Essa regra visa proteger a autonomia esportiva e evitar interferências externas em decisões técnicas. No entanto, casos que envolvam direitos fundamentais, como liberdade de expressão, questões trabalhistas ou danos à imagem, podem ser analisados diretamente pela Justiça Comum.
Exemplo prático de um julgamento esportivo
Um exemplo comum envolve a expulsão de um jogador por agressão durante uma partida. Após o jogo, o árbitro registra o ocorrido na súmula. Com base nesse documento, a procuradoria do tribunal desportivo oferece a denúncia.
O atleta é julgado por uma comissão disciplinar, podendo ser punido com suspensão por determinado número de partidas. Caso considere a punição injusta, ele pode recorrer ao TJD ou STJD, dependendo da instância da competição.
Esse fluxo ilustra como o CBJD organiza e garante o devido processo legal dentro do esporte, respeitando prazos, contraditório e ampla defesa.
Críticas e debates jurídicos atuais sobre o CBJD
Apesar de sua importância, o CBJD é alvo de críticas e debates jurídicos. Um dos pontos discutidos é a composição dos tribunais, que muitas vezes são formados por membros indicados por entidades de administração do esporte, o que pode gerar questionamentos sobre imparcialidade.
Outro ponto controverso diz respeito à autonomia da Justiça Desportiva, especialmente quando suas decisões impactam direitos fundamentais.

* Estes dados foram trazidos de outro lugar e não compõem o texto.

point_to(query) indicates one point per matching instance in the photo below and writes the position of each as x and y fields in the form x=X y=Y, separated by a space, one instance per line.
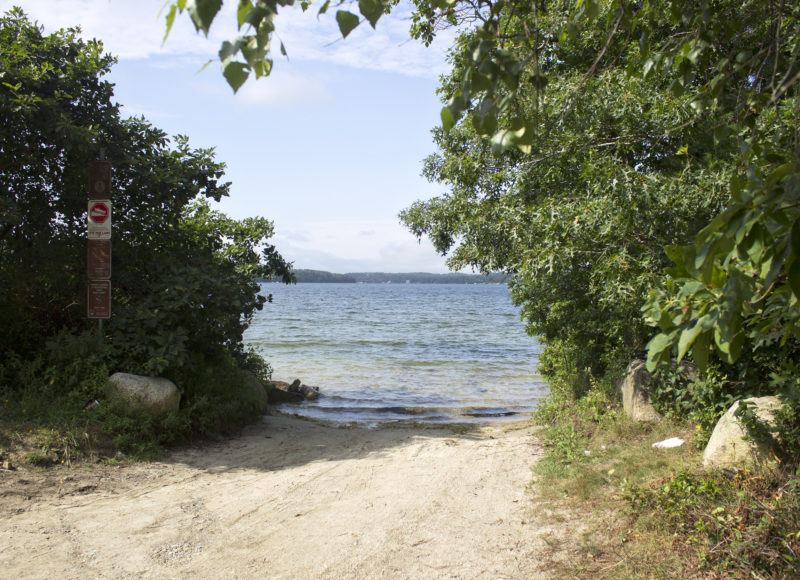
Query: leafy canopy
x=183 y=275
x=524 y=70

Também há discussões sobre a necessidade de maior transparência e modernização dos procedimentos, incluindo digitalização de processos e mais clareza nas decisões publicadas.
Também é importante destacar a necessidade de profissionalização dos membros (Auditores e Procuradores), com remuneração digna e condizente com a importância do cargo. Já passou a hora de remunerar os membros da Justiça Desportiva para que se pare de depender de trabalho voluntário para uma função tão importante e, em alguns casos, com repercussões em grandes competições e com renomados atletas.
Esses debates são importantes para o fortalecimento do sistema e para garantir que a Justiça Desportiva cumpra seu papel com legitimidade e eficiência.
Orientações jurídicas preventivas para atletas e clubes
Conhecer o CBJD é essencial para todos os agentes envolvidos com o esporte, especialmente atletas, dirigentes e advogados. A prevenção é o melhor caminho para evitar sanções, prejuízos financeiros e danos à imagem institucional.
Algumas orientações práticas incluem:
- Ter acompanhamento jurídico especializado em competições oficiais
- Treinar atletas e comissões técnicas sobre condutas permitidas e proibidas
- Monitorar a regularidade da inscrição de atletas e demais aspectos administrativos
- Estar atento aos prazos e formas de defesa em caso de denúncia
O CBJD é mais do que um conjunto de normas. Ele representa uma ferramenta jurídica fundamental para garantir o equilíbrio, a justiça e a disciplina no esporte brasileiro.